Inspired by a reference to using MIPEX data in Anna Zamora-Kapoor, Petar Kovincic, and Charles Causey‘s review on anti-foreigner sentiments, I decided to post a few comments. Basically I agree with the authors on the benefits of systematic comparative data, but this does not necessarily lead to a blanket recommendation of MIPEX data.
MIPEX data have many advantages, including a relatively wide coverage and the fact that it provides measures over time (even more so for some countries).

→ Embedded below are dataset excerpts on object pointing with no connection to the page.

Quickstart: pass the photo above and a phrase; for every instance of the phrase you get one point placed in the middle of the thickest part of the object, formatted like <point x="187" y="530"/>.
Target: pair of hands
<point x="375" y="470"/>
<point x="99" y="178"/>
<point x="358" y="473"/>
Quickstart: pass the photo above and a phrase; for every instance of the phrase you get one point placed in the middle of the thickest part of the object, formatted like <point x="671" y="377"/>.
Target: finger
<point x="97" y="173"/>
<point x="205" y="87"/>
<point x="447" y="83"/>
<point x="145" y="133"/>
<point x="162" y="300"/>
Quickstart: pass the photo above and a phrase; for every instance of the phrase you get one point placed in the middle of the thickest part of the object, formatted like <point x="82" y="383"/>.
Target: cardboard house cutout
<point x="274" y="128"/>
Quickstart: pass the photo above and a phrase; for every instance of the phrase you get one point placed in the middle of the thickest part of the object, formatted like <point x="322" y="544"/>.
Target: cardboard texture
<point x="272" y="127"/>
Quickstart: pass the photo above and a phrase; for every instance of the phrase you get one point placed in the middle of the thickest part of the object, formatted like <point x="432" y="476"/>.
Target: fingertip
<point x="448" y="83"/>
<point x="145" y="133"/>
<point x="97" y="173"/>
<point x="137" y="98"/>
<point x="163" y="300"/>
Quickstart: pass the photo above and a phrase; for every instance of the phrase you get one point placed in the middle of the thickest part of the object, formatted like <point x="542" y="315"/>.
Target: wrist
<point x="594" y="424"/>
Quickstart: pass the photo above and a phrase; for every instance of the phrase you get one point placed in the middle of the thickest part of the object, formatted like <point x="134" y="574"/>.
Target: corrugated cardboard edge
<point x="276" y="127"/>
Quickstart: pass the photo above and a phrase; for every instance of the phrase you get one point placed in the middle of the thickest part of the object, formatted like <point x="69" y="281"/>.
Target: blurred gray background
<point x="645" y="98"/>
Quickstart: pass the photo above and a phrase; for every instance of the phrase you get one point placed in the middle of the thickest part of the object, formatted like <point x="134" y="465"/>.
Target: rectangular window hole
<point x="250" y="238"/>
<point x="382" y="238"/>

The history of the MIPEX means that it is probably not as soundly based on theory as we want it to be in academic research (i.e. if we want to use it as a scale: this is not its original purpose). For a number of indicators it is not entirely clear why they were chosen. That said, most of the indicators seem to hold up relatively well empirically. By relatively well I mean that MIPEX could be used as a scale, but it could be improved in several ways. In particular, fewer indicators would suffice.
On a different note, I have reservations about measurement invariance: do the different MIPEX indicators actually measure the same thing in different countries? As we are looking at aggregate data, empirical tests such as CFA do not apply.
There are other similar indicators, nicely summarized in Koopmans, R., I. Michalowski, and S. Waibel. 2012. “Citizenship rights for immigrants: National political processes and cross-national convergence in Western Europe, 1980–2008.” American Journal of Sociology 117 (4): 1202–1245. doi:10.1086/662707.
What is important is that no one measure of citizenship rights will be suitable for all research questions. The limitations of existing data sets should encourage us to produce better data sets for academic research whenever necessary. In many cases MIPEX comes with clear advantages: readily available, directly comparable to other research, wide coverage, and coverage over time. At the same time, there is no rule that all the indicators need to used, or that other indicators cannot be added to create a new measure without having to start from scratch.